However, most current digital libraries and other web-based repositories of scientific and technical information provide free access only to abstracts and not to the full texts of the documents. Evenmore, some repositories such as the well known MEDLINE, and the Conseil Européen pour la Recherche Nucléaire (CERN), receive hundreds of publications every day that must be categorized on some specific domain, sometimes with an unknown number of categories a priori. This led to construct novel methods for dealing with this real problem. Although sometimes, keywords are provided by authors for each scientific document, it has been seen that this information is insufficient for conforming a good clustering [21]; evenmore, some of these keywords can lead to more confusion on the clustering process.

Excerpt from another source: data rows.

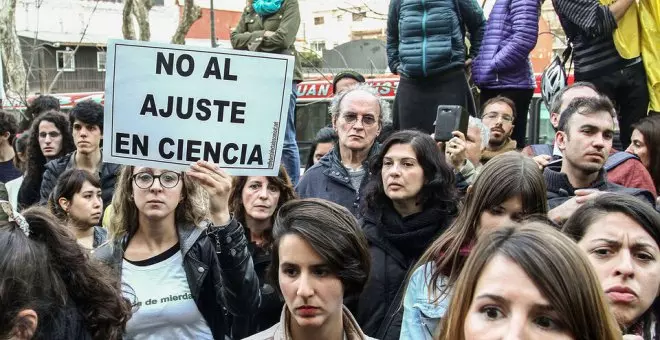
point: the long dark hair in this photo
(649, 127)
(333, 232)
(325, 135)
(36, 163)
(50, 273)
(68, 184)
(505, 176)
(283, 184)
(439, 188)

We have carried out a set of experiments and our results have been compared with those published earlier in this field. We have used the two corpora presented in [19] and the one suggested in [21], which we consider the most appropiate for our investigation because of their intrinsic characteristics: narrow-domain, short texts and number of documents. The two best hierarchical clustering methods reported in [19] were also implemented. Finally, we have used, as refered by [11], three different feature selection techniques in order to improve the clustering task.

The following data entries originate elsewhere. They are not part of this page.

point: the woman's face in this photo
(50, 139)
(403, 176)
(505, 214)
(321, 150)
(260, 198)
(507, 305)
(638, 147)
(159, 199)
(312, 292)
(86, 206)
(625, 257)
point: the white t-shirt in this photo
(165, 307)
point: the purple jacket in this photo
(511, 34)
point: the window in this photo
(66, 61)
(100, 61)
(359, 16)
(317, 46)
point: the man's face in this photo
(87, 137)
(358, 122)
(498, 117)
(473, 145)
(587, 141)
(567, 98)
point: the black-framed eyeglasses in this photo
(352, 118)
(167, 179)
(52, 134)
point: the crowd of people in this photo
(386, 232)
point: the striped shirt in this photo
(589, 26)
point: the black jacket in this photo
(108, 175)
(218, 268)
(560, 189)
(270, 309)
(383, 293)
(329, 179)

The comparison between documents is performed introducing a symmetric Kullback-Leibler (KL) divergence. As the texts may differ in the terms, the frequency of many compared terms in the document will be zero. This causes problems in the KL distance computation when probabilities are estimated by frequencies of occurrence. In order to avoid this issue, a special type of back-off scheme is introduced. The next section explains into detail the use of the Kullback and Leibler distance as a similarity measure in the clustering task. In Section 3 we present the characteristics of every corpus used in our experiments, describing the use of feature selection techniques for selecting only the most valuable terms from each corpus. The description and the results obtained in our executions are presented in Section 4 and, finally the conclusions of our experiments are given.